Price slumps expected to continue as mortgage restrictions start to bite

By Gerv Tacadena

Prices will continue to slide down as mortgage restrictions start to bite.

Industry experts are expecting the price correction to drop home prices even lower as the industry starts to feel the largest regulatory credit crunch.

Citing a study by Endeavor Equities Strategy, The Australian Financial Review said the crackdown could slash loan values by up to 30% and would affect property prices.

“Our base case suggests expense ratios will increase sharply, serviceability ratios will decrease proportionately, and loan sizes and property prices will suffer in the order of 15% to 20% in real terms. Meanwhile, lower house prices would reduce the ability for stressed borrowers to trade out or finance," the study said.

Capital Economics chief economist Paul Dales shared a similar sentiment, predicting that there would be additional price cuts in cities like Sydney and Melbourne, where home values are 5.4% and 3% below their peak, respectively.

"Most worrying is that prices will soon be falling at an even faster pace.

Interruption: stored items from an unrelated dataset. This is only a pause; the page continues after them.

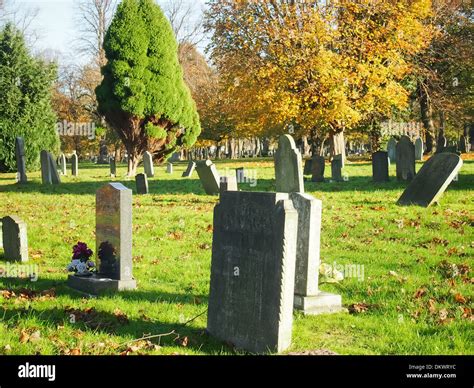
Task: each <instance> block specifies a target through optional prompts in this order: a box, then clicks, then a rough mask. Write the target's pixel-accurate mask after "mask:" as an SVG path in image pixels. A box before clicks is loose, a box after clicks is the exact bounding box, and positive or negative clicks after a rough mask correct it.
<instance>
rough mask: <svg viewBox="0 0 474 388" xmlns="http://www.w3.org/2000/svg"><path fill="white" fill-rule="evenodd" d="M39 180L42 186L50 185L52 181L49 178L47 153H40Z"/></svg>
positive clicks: (47, 155) (52, 182) (47, 154)
mask: <svg viewBox="0 0 474 388" xmlns="http://www.w3.org/2000/svg"><path fill="white" fill-rule="evenodd" d="M40 157H41V180H42V182H43V185H52V184H53V181H52V178H51V164H50V163H49V153H48V151H45V150H43V151H41V155H40Z"/></svg>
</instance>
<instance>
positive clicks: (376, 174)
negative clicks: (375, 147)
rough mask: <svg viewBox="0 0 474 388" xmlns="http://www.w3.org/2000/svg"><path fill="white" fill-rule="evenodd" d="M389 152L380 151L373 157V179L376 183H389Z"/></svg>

The further decline in the number of home sales in March — the latest month of reliable data — to a seven-year low was larger than the fall in the number of new listings," he told Business Insider Australia, suggesting that house prices in Australia's capital cities will soon be falling by 5% annually.

In an analysis on Macro Business, industry watcher Leith van Onselen said the market seems to be deteriorating at an increasing rate.

Aside from stricter lending standards and rising bank funding costs, current market conditions are also being influenced by the expiry of interest-only periods and the planned reforms on negative gearing and capital gains tax.

"These factors combined will continue to weigh on housing values and make investing in property a particularly risky proposition, especially in Sydney and Melbourne, where values are most over-valued, investors are more dominant, and auction clearance rates, prices, and investor finance growth are already falling," he said.